Tax Saving FD: Have a plan to save tax at the last moment? These options of fixed deposit will be useful


Tax Saving FD: This is the last time for tax saving for the financial year 2023. If you have selected many other options from the post office to NPS, home loans and mutual funds for tax saving and even after that you are looking for the option of tax saving, then the option of fixed deposit tax saving can be better for you...


Many banks are offering the option of tax exemption on fixed deposits. You can save maximum tax in these FDs. The option of tax-saving FD is also offered by the post office, whose maturity period is five years. The tax savings on FDs are similar to mutual funds, debt investments and small savings schemes.

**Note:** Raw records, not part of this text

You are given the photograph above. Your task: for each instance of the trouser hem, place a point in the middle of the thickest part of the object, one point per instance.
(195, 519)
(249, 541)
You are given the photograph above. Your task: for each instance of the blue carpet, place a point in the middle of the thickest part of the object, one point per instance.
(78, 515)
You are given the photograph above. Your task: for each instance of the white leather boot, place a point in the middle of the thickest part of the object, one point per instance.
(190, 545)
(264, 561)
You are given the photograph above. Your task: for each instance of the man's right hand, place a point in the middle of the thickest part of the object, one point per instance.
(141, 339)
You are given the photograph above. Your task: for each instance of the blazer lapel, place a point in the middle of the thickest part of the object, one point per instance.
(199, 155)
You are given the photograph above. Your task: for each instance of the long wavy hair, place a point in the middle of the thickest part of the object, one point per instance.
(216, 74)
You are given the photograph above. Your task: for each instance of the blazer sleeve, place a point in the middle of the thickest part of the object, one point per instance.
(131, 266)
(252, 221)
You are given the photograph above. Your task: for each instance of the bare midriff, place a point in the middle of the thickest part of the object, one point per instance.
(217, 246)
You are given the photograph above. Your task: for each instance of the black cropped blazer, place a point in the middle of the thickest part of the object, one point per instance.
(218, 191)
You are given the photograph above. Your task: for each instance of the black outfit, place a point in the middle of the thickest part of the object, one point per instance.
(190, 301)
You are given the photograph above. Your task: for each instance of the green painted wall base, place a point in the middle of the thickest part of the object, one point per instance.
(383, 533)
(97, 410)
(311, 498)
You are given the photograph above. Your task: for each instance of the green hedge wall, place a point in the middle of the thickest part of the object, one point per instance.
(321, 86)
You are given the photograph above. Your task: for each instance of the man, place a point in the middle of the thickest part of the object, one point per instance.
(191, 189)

How much interest is being received on tax-saving FD
Major banks of the country like SBI are giving 6.50% interest on tax-saving fixed deposits to regular citizens. HDFC Bank and ICICI Bank are giving 7% annual interest to such people. On the other hand, DCB Bank is paying 7.60 per cent and AU Small Finance Bank is paying 7.20 per cent interest on tax-saving FD.

How much tax can be saved?
If you are going to invest in tax-saving FD, then tell that you can save tax under section 80C of the Income Tax Act 1961. However, only those who have opted for the old tax regime can get tax exemption from it. Under the new tax regime, they are not given the option of saving tax. A tax saving of up to Rs 1.5 lakh can be done under the old tax regime.


Know these things before investing in tax saving
Individuals and HUFs only can invest in this tax-saving FD. A minor can invest in FD with the help of a parent.
There are many options for FD tax saving. You can save up to a maximum of 1.5 lakhs.
Has a maturity period of 5 years, but premature withdrawal and loan permits are not allowed.